As we can see from the following tables (5 and 6), the most affected district is Ciutat Vella, where almost all of its bus and metro stops are affected, followed by the Eixample, with nearly 85% of all its bus and metro stops affected.
As explained in the methodology for the intensity map for touristic-activity, tourist-use accommodation (HUTs in Catalan) is one of the weighted variables for calculating the areas of intense touristic activity. However, the percentage of HUTs per city block has been superimposed, in order to generate a map of the current situation, which can be compared with the situation when the 2017 Special Urban Planning for Tourist Accommodation Plan (PEUAT) was approved.
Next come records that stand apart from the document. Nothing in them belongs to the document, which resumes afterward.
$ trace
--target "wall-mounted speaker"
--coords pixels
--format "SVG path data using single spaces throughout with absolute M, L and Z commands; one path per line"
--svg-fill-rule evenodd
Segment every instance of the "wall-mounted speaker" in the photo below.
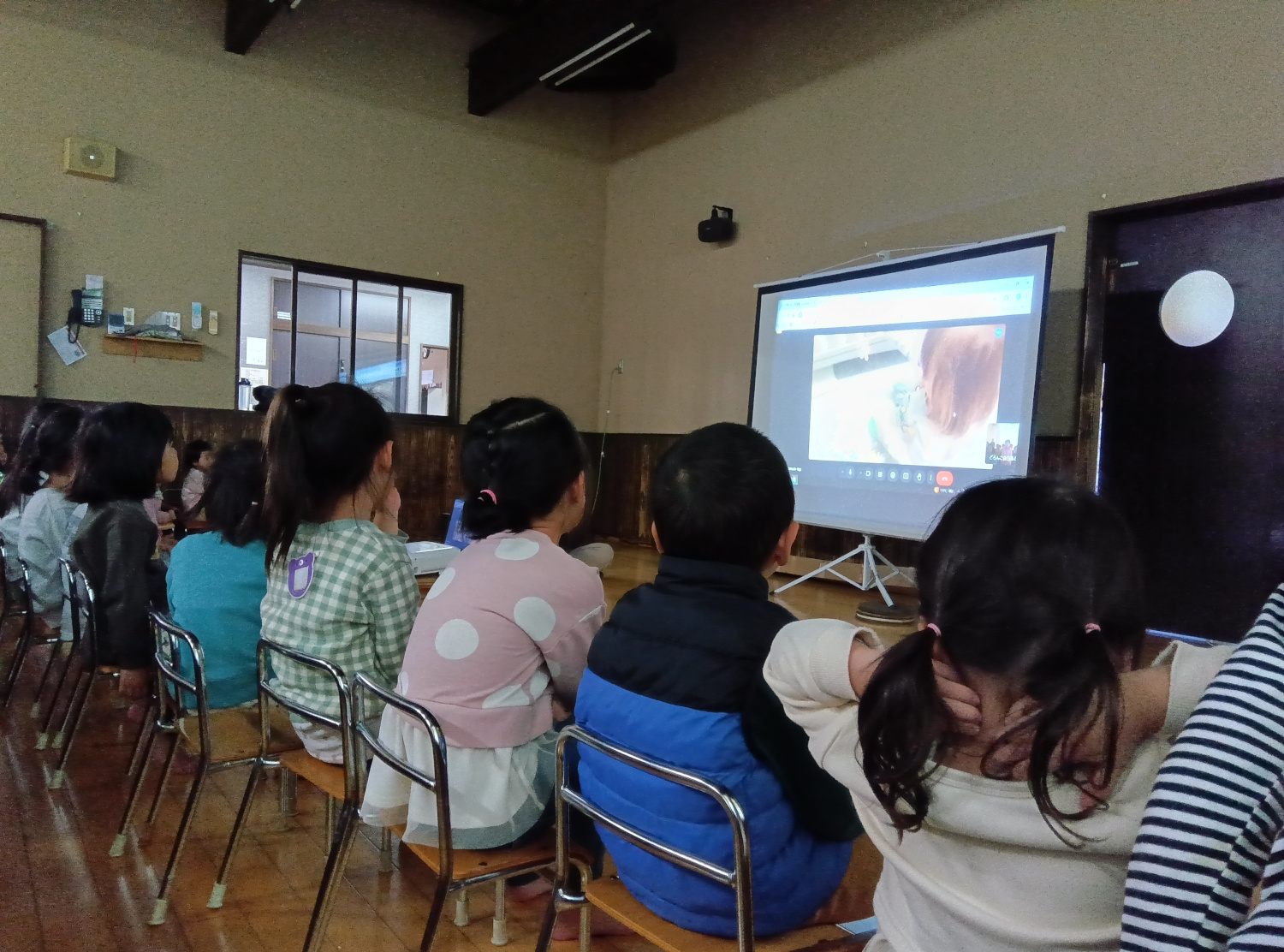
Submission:
M 706 244 L 729 242 L 736 236 L 736 222 L 731 220 L 731 208 L 714 206 L 714 213 L 696 227 L 696 235 Z
M 63 144 L 63 171 L 86 179 L 116 181 L 116 146 L 89 139 L 68 139 Z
As shown on the map, most of the residential blocks that contain HUTs have a percentage of between 0.1% and 8% with respect to the total number of flats. To a lesser extent, the city blocks with a percentage of between 8% and 39% are mainly concentrated in the Dreta de l’Eixample neighbourhood, around Plaça Catalunya and Passeig de Gràcia. The city blocks with over 40% are very specific (four cases) and are located in the old part of the city, in Passeig de Gràcia and around the Sagrada Família. They coincide with high-intensity areas of touristic activity – or are located very close to them, and also with areas with a below-average resident population density, emphasising the development of different housing uses in these areas (see map in Appendix 5.1.1).
The City of Barcelona has been implementing tourism promotion and management plans for over 25 years. However, the socio-economic conditions have changed and the city’s objectives now include new factors and new partners, which have been added to take part in defining the city’s tourism strategy.
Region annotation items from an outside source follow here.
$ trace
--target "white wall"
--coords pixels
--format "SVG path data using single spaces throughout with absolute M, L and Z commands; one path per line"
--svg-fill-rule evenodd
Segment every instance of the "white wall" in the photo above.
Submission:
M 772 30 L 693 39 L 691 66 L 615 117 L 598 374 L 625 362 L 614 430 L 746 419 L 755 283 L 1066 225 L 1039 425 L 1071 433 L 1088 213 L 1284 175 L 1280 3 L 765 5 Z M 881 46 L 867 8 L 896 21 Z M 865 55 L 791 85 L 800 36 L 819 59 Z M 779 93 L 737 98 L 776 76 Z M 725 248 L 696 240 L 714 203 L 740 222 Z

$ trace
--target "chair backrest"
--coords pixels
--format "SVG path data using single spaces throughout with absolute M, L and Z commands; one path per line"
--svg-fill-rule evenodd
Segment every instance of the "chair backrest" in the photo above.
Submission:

In recent years, initially as part of the 2020 Barcelona Tourism Plan and currently as part of the 2020 Government Measure for Creating new Ideas and Content for Improving Mobility and Touristic Sustainability, the focus has been on producing management instruments that foster the best possible relationship between touristic activity and city, by means of the following mechanisms: ensuring social return from tourism in the territory, promoting integrated management and building differentiated strategies within the territory. The main aim of this government measure is to define an action plan concerning tourist mobility for the coming years, creating new visions of tourism and defining management scenarios that will help to administer the tourist influxes that the city receives, in order to diversify their socio-economic contribution, reduce negative impacts on crowded spaces and help to foster Barcelona residents’ pride and knowledge about their own city.
As mentioned in the introduction, these transformations have been drastically interrupted by the Covid-19 crisis, as the economy of the sector has been widely affected, while any possible scenarios for recovery are uncertain.
The Barcelona Resilience Programme is an opportunity to conserve the long-term vision of touristic activity and to promote the reactivation of the sector on a Metropolitan scale, progressing towards an integrated management of tourism that achieves a more socially equitable distribution and respects environmental criteria in its development. In this regard, promoting measures such as expanding Barcelona’s real touristic perimeter, specific management of the city’s Crowded Spaces, broadening touristic visions, maximising the efficiency of tourist mobility and continuing to minimise tourism’s impact on the housing market and the everyday lives of city residents may become key factors for achieving this objective. The challenges arising from the Covid-19 crisis may represent an unprecedented opportunity for implementing corrective measures and developing a more inclusive and sustainable touristic model for the city’s communities, economy and environment.